Do any of you try your luck during the floods here in Fargo? If so, any tips where to go looking for the cats? I fish from a canoe frequently on the river and thought it would be fun to take it out sometime and give it a shot here this spring.


----------



## drjongy (Oct 13, 2003)

Fish the flooded Red River in a canoe? Current is pretty fast when the river is flooding. I've fished it high before without the best results. Have to be real careful of stuff under the water when it's flooding.


----------



## triwithzinger (Jul 2, 2008)

My son and I took it out on the river in June of 07 when it was flooded. We mostly stayed in the calm, backwater areas or in the woods, out of the main channel. Boy, I wish I had my bow with me at that time, the carp were all over the place and would freak me out when we got close and the swam away with a big splash.

I am hesitant to go right now with the cold water and ice on the shore, but I thought if the fishing might be good.....


----------



## hunt4P&amp;Y (Sep 23, 2004)

triwithzinger said:


> My son and I took it out on the river in June of 07 when it was flooded. We mostly stayed in the calm, backwater areas or in the woods, out of the main channel. Boy, I wish I had my bow with me at that time, the carp were all over the place and would freak me out when we got close and the swam away with a big splash.
> 
> I am hesitant to go right now with the cold water and ice on the shore, but I thought if the fishing might be good.....
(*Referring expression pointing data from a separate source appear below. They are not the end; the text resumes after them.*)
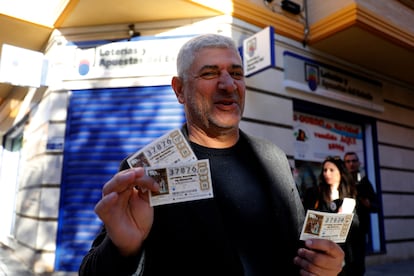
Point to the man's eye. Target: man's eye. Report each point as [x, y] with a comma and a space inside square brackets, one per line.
[237, 75]
[210, 75]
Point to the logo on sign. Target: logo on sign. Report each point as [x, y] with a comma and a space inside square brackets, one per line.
[251, 46]
[312, 76]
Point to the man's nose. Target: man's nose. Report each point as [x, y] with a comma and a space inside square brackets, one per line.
[226, 81]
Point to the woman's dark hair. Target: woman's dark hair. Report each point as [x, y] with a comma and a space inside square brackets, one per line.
[346, 186]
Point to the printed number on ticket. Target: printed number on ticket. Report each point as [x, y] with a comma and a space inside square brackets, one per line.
[323, 225]
[181, 182]
[171, 148]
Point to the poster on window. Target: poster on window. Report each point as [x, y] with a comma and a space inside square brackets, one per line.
[318, 137]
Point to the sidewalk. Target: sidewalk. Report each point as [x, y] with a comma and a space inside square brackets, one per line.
[11, 266]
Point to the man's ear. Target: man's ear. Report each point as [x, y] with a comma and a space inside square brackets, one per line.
[177, 85]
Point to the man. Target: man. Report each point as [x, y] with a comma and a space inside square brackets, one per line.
[367, 203]
[250, 227]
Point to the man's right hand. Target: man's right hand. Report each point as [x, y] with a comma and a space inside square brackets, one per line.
[125, 210]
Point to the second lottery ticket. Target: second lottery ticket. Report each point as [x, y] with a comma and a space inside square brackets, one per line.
[171, 148]
[331, 226]
[181, 182]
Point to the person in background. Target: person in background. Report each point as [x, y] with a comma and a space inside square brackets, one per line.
[252, 224]
[366, 204]
[335, 184]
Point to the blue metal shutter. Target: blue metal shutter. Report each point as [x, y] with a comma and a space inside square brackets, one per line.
[103, 127]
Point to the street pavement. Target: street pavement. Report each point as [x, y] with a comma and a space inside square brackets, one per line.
[11, 266]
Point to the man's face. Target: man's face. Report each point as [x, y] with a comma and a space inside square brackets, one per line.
[352, 163]
[214, 94]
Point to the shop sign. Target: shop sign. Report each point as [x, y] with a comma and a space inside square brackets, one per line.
[140, 58]
[258, 52]
[318, 137]
[310, 76]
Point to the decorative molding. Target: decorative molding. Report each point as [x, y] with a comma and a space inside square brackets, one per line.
[355, 15]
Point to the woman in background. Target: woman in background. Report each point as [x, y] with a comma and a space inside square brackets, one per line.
[334, 184]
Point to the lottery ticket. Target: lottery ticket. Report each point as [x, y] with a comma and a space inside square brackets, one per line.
[323, 225]
[181, 182]
[171, 148]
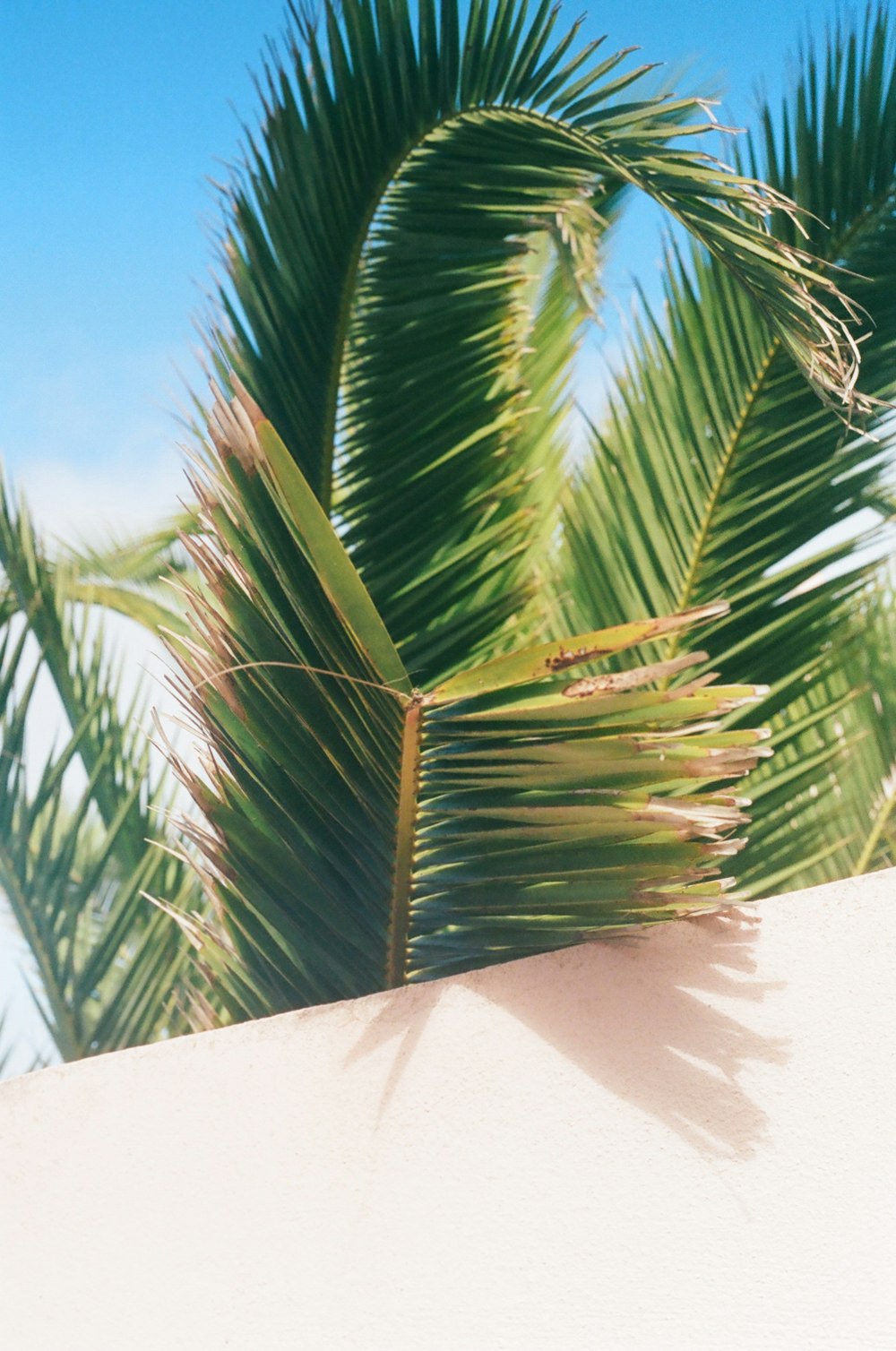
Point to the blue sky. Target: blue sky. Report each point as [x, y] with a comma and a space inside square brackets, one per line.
[112, 117]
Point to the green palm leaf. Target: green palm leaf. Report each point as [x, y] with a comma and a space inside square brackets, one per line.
[361, 832]
[715, 469]
[82, 839]
[377, 277]
[134, 577]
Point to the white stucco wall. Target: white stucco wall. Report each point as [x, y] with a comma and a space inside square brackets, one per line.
[680, 1142]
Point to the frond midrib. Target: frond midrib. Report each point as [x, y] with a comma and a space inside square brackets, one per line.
[406, 831]
[866, 219]
[349, 288]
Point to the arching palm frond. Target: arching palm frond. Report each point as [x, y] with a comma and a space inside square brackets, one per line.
[376, 260]
[715, 470]
[361, 832]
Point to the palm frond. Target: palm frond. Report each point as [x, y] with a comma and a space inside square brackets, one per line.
[362, 832]
[133, 577]
[715, 469]
[376, 253]
[82, 839]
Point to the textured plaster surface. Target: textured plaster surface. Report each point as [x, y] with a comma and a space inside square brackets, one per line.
[684, 1140]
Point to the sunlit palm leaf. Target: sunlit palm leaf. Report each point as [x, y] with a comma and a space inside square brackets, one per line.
[376, 255]
[715, 469]
[133, 577]
[82, 838]
[362, 832]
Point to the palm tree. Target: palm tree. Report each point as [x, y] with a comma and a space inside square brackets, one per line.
[411, 768]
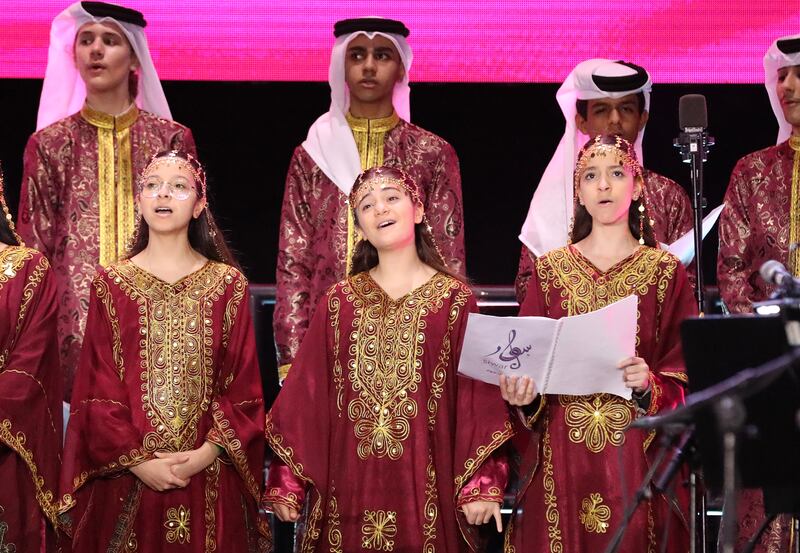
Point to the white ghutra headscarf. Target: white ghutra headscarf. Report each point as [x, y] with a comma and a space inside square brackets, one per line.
[63, 90]
[330, 141]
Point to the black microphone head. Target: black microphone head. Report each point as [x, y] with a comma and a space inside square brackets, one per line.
[692, 111]
[772, 271]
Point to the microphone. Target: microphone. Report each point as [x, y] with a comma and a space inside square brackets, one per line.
[694, 143]
[773, 272]
[692, 114]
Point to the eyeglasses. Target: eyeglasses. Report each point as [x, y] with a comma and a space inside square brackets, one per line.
[177, 190]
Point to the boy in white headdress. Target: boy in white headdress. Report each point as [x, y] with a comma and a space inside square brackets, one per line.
[368, 125]
[761, 221]
[599, 96]
[102, 116]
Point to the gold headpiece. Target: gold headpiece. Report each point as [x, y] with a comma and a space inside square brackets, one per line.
[176, 157]
[379, 179]
[602, 145]
[6, 212]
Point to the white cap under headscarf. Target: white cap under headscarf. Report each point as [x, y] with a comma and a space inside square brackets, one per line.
[775, 58]
[330, 141]
[547, 225]
[64, 92]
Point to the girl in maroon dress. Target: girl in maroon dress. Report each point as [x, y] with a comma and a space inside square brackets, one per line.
[374, 432]
[164, 449]
[576, 450]
[30, 395]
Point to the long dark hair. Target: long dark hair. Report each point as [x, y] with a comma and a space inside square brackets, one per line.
[7, 234]
[205, 237]
[582, 223]
[365, 255]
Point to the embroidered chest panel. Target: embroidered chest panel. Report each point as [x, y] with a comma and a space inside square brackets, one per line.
[384, 369]
[583, 289]
[176, 348]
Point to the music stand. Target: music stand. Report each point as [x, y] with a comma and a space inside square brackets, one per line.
[768, 450]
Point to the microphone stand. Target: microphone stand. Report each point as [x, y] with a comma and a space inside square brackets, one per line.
[694, 144]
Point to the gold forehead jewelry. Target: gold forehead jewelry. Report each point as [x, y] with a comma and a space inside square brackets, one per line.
[173, 158]
[381, 182]
[621, 148]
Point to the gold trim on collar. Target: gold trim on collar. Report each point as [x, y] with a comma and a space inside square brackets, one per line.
[370, 136]
[794, 208]
[383, 124]
[106, 121]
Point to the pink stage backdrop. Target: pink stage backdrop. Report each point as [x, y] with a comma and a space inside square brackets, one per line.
[678, 41]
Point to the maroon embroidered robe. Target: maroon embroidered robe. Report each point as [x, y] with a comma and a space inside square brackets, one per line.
[166, 367]
[579, 450]
[760, 220]
[30, 403]
[395, 440]
[313, 242]
[670, 209]
[77, 210]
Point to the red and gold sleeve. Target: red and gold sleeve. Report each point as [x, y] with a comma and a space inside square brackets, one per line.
[524, 273]
[284, 487]
[101, 438]
[444, 209]
[735, 257]
[667, 368]
[238, 407]
[295, 266]
[38, 199]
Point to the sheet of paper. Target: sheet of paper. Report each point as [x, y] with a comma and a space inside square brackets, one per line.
[506, 345]
[584, 359]
[683, 247]
[590, 347]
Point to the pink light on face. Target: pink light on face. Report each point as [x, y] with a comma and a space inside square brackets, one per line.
[678, 41]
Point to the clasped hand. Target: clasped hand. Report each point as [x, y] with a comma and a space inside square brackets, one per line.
[169, 470]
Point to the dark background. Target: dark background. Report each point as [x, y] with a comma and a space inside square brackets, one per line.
[504, 135]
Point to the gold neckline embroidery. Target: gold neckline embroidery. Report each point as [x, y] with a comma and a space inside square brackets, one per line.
[387, 342]
[106, 121]
[408, 294]
[176, 348]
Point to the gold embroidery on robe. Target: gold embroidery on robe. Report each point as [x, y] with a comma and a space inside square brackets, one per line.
[124, 538]
[177, 524]
[115, 180]
[431, 510]
[596, 420]
[16, 442]
[11, 260]
[378, 530]
[594, 514]
[794, 208]
[212, 493]
[334, 307]
[334, 534]
[176, 348]
[385, 371]
[581, 293]
[550, 499]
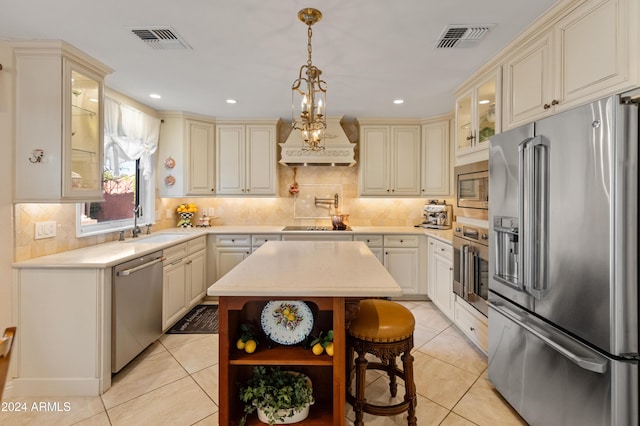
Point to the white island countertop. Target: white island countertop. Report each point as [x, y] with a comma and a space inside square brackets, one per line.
[309, 268]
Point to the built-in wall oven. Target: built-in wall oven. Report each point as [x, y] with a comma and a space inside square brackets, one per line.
[471, 265]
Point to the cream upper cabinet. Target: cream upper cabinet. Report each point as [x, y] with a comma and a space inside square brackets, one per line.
[585, 54]
[389, 160]
[59, 123]
[593, 50]
[435, 158]
[529, 83]
[246, 159]
[478, 114]
[186, 156]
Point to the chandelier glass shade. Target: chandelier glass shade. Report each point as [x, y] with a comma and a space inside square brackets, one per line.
[309, 91]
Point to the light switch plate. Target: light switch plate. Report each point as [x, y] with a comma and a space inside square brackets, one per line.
[45, 229]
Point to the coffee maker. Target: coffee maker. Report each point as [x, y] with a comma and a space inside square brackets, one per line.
[437, 215]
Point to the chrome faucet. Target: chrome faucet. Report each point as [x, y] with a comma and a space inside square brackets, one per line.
[137, 211]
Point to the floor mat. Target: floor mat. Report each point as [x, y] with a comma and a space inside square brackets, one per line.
[202, 319]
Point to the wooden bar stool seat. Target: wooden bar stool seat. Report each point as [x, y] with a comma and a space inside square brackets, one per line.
[383, 329]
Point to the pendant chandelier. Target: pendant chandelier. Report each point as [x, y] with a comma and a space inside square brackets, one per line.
[311, 119]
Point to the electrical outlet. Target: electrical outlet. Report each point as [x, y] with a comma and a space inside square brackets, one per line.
[45, 229]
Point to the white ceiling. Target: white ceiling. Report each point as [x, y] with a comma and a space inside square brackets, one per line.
[370, 51]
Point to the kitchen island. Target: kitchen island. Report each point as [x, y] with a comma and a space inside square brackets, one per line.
[324, 275]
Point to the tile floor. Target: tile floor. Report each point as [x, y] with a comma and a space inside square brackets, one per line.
[175, 382]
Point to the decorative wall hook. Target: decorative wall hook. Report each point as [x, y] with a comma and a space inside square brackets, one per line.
[36, 156]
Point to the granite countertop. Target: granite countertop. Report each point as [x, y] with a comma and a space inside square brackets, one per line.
[113, 253]
[308, 268]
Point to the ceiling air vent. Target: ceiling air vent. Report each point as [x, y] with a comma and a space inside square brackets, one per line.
[462, 35]
[161, 38]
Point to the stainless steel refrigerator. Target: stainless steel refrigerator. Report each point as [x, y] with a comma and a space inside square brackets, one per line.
[563, 288]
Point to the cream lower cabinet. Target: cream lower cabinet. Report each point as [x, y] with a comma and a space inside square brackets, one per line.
[188, 140]
[389, 160]
[183, 276]
[440, 267]
[402, 258]
[584, 55]
[246, 161]
[472, 323]
[63, 343]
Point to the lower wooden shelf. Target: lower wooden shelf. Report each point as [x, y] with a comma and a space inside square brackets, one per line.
[326, 373]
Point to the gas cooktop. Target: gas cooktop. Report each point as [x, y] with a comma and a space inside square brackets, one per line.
[314, 228]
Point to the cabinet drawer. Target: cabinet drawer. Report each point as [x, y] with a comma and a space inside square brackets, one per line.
[401, 240]
[174, 253]
[238, 240]
[472, 323]
[369, 240]
[441, 248]
[259, 239]
[197, 244]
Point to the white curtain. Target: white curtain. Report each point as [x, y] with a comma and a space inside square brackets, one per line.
[129, 134]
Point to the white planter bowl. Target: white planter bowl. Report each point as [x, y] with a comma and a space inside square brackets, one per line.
[298, 416]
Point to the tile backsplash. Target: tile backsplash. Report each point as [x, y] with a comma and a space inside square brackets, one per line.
[228, 211]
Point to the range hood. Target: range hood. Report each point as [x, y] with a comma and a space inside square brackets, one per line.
[339, 151]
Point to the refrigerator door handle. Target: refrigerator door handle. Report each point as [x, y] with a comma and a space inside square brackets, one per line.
[588, 360]
[532, 211]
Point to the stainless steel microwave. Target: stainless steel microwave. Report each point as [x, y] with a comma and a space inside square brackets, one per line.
[472, 185]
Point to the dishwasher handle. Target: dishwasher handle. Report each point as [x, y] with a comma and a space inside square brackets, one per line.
[130, 271]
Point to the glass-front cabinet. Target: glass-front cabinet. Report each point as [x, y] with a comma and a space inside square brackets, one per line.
[477, 115]
[59, 123]
[83, 161]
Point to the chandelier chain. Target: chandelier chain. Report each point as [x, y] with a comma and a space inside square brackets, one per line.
[309, 33]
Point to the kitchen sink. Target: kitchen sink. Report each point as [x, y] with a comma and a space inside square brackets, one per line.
[155, 239]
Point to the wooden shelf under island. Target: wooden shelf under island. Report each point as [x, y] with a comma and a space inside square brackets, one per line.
[322, 274]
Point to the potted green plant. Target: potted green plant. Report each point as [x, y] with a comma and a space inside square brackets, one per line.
[279, 396]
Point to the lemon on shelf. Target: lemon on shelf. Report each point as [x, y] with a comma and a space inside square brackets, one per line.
[247, 340]
[322, 343]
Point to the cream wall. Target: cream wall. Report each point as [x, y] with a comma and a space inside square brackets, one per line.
[228, 211]
[6, 177]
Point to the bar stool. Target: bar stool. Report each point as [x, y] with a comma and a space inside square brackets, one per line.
[384, 329]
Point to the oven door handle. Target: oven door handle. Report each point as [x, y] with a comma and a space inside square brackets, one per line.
[472, 281]
[462, 268]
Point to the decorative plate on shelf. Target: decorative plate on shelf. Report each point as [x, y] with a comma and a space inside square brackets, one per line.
[286, 321]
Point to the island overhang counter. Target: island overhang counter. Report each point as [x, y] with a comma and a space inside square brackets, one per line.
[327, 276]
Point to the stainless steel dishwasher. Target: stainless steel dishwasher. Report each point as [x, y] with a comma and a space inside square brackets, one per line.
[136, 309]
Not sure if it is still on, but they put a no boat traffic law in.... It was a big fine if you got caught driving the river. May be gone now. I know I woulden't wanna be in that river right now in a small underpowered boat!


----------



## 94NDTA (May 28, 2005)

It's hard to locate fish when it's this high. Think of it this way, your surface area and depth are WAY higher than when you normally fish it, only it has the same amount of fish in it with A LOT of current.

Wait till it subsides.


----------